Navarretia jepsonii

Scientific classification
- Kingdom: Plantae
- Clade: Tracheophytes
- Clade: Angiosperms
- Clade: Eudicots
- Clade: Asterids
- Order: Ericales
- Family: Polemoniaceae
- Genus: Navarretia
- Species: N. jepsonii
- Binomial name: Navarretia jepsonii (V.Bailey) Jeps.

= Navarretia jepsonii =

- Genus: Navarretia
- Species: jepsonii
- Authority: (V.Bailey) Jeps.

Species of flowering plant

Navarretia jepsonii is an uncommon species of flowering plant in the phlox family known by the common name Jepson's pincushionplant, or Jepson's navarretia.

It is endemic to California, where it is known only from the Inner North Coast Ranges west of the Sacramento Valley.
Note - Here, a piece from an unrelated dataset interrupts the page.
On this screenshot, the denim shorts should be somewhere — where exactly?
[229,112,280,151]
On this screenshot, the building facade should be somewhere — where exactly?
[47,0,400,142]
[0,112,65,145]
It grows in grassland and chaparral and oak woodland habitat, often on serpentine soils.

It is an annual herb producing a slender, reddish stem coated in white hairs and measuring 10 to 15 centimeters tall. The leaves are divided into many needlelike lobes. The inflorescence is a head of flowers lined with glandular red bracts. Each flower is about a centimeter long and has a white tubular throat and a five-lobed purple-blue corolla.